DIGHTON — Trails Commission Chairman Jeff Carvalho is pleased to announce that the Dighton’s Trails Committee was awarded a $40,000 grant from the Taunton River Stewardship Council.
The $40,000 grant awarded to the Trails Committee by the Taunton River Stewardship Council will be used to fund a feasibility study.
The project was originally to be funded by the Town following a successful vote at Special Town Meeting last November. The subsequent grant made it possible to save taxpayer money by using the grant instead.
With the feasibility study, the committee looks to provide viable options and initial concepts to connect the future 2-mile Department of Conservation and Recreation Sweets Knoll rail trail to the fabric of Dighton and its surrounding communities.
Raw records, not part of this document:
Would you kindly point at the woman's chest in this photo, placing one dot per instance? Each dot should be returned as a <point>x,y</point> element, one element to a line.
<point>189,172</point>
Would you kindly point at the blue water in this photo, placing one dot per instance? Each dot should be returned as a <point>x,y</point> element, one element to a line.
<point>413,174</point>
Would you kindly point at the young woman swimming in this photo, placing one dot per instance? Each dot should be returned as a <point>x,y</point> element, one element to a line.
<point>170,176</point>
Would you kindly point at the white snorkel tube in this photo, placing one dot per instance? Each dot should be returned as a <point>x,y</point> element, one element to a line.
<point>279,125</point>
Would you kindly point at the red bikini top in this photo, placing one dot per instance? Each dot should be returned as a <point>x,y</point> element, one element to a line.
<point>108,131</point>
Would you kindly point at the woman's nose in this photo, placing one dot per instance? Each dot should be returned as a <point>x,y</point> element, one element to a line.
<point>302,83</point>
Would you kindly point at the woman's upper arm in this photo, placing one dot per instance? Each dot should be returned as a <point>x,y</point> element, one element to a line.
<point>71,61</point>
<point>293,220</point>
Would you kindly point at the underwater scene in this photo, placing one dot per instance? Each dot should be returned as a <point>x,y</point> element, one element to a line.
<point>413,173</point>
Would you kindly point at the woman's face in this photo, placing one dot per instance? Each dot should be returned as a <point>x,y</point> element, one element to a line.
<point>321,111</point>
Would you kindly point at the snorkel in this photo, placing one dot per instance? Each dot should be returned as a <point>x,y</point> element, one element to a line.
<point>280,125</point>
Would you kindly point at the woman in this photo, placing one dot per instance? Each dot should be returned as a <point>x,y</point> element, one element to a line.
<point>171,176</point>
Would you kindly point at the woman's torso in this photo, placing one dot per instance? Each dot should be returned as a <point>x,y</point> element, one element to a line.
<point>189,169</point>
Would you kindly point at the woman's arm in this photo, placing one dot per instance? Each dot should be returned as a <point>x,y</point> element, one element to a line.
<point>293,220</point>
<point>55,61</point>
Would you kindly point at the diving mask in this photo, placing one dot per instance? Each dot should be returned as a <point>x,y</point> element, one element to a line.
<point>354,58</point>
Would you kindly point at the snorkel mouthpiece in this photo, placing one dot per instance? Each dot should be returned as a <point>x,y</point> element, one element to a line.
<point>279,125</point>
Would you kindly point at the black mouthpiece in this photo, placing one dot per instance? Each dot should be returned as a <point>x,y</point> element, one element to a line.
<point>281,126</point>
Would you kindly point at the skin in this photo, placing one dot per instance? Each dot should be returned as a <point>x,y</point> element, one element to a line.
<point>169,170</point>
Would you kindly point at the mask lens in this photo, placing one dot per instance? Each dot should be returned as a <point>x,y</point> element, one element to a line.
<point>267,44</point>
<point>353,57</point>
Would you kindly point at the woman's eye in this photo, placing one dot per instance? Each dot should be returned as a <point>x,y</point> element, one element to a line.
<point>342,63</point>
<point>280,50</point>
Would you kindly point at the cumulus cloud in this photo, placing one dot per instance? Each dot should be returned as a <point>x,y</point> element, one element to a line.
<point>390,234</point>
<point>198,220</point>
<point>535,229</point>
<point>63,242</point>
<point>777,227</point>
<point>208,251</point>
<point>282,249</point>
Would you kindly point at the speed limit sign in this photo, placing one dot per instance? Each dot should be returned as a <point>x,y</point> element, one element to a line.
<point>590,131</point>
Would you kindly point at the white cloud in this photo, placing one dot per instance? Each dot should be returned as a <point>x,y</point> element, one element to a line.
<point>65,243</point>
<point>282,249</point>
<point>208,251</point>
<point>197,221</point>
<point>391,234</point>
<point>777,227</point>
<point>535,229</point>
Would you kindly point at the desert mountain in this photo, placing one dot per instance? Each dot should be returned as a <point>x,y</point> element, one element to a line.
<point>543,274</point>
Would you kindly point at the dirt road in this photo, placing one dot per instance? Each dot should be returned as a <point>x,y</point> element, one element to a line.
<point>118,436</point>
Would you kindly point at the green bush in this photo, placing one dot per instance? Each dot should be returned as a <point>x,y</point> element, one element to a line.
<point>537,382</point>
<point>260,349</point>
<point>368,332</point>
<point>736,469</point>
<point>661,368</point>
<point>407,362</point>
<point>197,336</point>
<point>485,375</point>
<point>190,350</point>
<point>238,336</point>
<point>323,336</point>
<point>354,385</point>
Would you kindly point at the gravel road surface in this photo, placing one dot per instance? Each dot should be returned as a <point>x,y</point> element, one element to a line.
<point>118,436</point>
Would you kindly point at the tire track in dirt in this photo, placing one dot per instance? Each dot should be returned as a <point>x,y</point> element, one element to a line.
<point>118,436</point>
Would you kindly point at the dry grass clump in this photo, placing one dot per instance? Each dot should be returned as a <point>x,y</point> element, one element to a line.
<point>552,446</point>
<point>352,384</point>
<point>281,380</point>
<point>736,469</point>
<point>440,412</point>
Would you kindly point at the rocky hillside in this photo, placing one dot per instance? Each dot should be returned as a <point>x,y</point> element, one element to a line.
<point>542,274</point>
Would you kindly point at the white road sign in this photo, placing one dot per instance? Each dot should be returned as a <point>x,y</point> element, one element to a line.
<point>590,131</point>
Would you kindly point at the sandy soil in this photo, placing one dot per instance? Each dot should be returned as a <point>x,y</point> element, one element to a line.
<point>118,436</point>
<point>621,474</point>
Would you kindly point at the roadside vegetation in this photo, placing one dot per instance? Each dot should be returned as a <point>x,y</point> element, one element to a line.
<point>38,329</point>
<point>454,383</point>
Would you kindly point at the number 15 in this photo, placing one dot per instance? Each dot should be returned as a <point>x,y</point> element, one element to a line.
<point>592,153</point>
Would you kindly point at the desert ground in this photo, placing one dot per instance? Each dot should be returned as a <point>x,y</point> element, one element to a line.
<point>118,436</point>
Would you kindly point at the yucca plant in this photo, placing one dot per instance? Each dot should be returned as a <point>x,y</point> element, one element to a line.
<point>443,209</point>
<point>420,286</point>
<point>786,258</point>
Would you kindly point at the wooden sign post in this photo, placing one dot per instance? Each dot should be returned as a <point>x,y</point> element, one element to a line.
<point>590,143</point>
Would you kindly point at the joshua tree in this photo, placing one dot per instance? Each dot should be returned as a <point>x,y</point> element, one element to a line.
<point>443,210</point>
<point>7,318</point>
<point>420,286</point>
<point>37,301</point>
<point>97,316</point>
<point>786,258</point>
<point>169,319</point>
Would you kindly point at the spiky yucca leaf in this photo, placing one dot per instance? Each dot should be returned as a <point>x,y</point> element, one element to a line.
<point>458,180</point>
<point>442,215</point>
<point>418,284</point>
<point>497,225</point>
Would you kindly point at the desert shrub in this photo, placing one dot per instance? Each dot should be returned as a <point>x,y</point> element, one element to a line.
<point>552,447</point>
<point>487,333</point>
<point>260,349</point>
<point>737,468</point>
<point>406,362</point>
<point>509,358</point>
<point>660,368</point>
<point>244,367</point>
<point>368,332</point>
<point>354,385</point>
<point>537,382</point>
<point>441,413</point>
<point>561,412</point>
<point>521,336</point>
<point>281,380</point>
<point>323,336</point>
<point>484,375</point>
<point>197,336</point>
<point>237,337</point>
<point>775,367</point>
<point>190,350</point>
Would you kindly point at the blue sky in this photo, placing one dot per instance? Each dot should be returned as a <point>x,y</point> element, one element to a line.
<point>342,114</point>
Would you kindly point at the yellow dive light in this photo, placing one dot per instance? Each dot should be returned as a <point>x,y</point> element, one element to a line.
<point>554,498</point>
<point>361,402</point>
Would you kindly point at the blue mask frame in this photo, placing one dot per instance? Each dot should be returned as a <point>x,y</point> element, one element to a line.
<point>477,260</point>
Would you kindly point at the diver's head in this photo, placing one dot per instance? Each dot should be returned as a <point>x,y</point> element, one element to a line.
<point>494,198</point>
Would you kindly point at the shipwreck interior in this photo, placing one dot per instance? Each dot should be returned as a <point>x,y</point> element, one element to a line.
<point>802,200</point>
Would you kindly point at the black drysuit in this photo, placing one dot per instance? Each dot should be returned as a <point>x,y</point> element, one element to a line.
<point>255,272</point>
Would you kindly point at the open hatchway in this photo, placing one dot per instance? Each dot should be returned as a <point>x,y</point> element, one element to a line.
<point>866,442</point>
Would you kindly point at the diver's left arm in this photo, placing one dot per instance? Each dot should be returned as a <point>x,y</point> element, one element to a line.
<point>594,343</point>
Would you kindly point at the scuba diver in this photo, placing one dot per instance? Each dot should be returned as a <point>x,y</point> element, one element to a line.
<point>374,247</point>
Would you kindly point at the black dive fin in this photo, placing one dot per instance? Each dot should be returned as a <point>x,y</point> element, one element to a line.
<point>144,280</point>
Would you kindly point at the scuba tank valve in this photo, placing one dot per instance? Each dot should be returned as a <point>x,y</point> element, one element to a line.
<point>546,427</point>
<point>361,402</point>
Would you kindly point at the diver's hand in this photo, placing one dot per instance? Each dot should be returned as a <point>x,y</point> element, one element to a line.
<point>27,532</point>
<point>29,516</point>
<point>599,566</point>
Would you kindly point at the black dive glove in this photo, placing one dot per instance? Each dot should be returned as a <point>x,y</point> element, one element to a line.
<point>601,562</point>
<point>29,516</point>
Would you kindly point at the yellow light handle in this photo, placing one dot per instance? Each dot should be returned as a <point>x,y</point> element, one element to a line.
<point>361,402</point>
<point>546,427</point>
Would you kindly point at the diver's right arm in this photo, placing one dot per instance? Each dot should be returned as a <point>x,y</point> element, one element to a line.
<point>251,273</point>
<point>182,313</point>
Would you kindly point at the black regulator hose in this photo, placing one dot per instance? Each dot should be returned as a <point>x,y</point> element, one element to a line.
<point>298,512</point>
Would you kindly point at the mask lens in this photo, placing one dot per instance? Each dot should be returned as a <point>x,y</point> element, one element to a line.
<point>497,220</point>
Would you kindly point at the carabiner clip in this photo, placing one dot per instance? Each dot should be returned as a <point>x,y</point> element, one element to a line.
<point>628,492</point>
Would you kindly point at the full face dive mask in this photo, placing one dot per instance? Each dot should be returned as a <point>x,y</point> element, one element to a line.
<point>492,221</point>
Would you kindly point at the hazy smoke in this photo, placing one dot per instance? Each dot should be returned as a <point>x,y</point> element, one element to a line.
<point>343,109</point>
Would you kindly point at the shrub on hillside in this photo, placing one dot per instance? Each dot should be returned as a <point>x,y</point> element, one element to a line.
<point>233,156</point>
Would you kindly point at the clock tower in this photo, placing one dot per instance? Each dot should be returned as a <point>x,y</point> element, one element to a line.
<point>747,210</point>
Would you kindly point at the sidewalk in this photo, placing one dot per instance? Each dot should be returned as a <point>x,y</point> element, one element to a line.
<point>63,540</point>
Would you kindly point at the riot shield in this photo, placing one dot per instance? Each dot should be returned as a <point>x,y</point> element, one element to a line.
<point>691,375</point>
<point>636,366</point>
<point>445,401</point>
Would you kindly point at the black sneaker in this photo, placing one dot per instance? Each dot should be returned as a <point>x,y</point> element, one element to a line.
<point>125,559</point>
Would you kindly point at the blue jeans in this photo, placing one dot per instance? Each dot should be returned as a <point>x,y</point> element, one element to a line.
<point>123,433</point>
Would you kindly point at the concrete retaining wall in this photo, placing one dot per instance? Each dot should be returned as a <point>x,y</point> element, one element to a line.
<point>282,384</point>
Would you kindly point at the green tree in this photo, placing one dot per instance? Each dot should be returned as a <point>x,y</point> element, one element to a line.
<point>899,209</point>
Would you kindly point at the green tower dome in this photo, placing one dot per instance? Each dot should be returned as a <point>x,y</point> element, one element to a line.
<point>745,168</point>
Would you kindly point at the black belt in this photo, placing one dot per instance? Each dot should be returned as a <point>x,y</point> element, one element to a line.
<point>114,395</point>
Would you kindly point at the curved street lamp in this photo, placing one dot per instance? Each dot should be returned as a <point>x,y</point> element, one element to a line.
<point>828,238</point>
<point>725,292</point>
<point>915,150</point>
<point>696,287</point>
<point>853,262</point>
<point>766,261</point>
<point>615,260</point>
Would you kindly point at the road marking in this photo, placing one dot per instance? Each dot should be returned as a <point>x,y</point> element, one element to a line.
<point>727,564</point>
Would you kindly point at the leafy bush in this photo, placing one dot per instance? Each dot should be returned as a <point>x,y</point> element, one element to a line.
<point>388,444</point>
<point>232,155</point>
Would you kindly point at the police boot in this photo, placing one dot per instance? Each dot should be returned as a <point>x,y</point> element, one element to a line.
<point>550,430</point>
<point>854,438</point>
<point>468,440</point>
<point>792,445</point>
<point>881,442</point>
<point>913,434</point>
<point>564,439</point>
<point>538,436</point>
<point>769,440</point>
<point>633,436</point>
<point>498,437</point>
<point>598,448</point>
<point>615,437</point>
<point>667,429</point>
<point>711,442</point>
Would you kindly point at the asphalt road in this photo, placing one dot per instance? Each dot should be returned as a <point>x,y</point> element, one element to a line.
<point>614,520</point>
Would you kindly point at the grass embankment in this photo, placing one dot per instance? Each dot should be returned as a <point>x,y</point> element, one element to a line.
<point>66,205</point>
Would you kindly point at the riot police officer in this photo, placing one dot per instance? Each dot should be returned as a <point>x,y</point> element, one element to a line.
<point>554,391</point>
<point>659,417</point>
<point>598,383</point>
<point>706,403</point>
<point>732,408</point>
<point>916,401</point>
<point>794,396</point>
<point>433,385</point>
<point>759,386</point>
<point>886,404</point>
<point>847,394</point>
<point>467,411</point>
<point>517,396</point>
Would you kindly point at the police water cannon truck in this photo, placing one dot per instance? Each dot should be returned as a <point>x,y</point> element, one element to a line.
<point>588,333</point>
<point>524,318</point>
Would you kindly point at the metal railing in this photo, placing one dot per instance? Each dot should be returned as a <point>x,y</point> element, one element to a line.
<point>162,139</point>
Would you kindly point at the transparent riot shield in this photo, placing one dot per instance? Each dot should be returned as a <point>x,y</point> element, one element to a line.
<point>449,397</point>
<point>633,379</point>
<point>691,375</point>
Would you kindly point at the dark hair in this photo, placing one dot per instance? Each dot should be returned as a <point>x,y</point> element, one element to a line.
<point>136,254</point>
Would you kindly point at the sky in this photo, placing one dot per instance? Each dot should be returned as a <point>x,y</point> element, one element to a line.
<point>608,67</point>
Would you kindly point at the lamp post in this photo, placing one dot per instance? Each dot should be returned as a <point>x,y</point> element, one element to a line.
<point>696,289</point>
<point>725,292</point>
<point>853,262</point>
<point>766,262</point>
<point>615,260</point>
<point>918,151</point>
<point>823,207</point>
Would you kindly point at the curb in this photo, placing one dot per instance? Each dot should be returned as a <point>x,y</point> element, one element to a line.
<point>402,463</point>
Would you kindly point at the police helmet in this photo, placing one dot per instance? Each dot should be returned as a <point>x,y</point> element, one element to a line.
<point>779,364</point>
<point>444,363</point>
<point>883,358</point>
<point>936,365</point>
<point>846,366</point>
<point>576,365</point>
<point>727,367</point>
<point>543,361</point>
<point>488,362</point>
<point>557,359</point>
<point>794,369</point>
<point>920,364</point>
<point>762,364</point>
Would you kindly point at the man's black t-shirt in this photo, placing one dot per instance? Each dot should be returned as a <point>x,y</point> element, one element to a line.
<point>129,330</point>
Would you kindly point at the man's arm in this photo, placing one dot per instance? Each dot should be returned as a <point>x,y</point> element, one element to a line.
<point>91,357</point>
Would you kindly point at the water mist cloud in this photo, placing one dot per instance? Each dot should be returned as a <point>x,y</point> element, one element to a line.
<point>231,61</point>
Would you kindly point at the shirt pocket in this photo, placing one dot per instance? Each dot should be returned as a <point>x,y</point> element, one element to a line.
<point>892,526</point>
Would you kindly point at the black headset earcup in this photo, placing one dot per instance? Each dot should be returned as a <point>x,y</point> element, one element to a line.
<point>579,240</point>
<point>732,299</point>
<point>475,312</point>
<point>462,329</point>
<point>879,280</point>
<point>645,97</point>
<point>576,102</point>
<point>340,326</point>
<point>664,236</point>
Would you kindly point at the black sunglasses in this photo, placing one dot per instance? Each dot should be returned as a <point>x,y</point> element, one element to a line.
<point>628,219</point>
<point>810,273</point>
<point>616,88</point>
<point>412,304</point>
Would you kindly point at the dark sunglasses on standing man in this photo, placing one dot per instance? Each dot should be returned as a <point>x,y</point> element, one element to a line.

Options for connection include on- and off-road trails north across the Three Mile River to the City of Taunton and south along the waterfront to the Town of Somerset.
The concepts that are identified from the feasibility study will be used to pursue additional grants to support the implementation of the connections.
Full funding for this project was provided by a grant from the Taunton River Stewardship Council, stewards of the federally designated Wild & Scenic Taunton River.
“We are extremely grateful to have received grant funding in support of our feasibility study and would like to thank the Taunton River Stewardship Council and Bill Napolitano for their partnership,” Chairman Carvalho said. “With the approval of this grant funding, the Dighton Trails Committee will be able to conduct a feasibility study to assist us in developing our trails in town while saving Dighton’s taxpayers’ money.”
The project is part of the larger regional effort to connect the Dighton community to the South Coast Bikeway Alliance’s South Coast Bikeway network to the south in Somerset and the Taunton Pathway Committee’s ongoing trail network in Taunton. It also supports the Southeastern Regional Planning and Economic Development District’s (SRPEDD) Taunton River Trails vision for a 22+ mile multi-modal trail network throughout the region.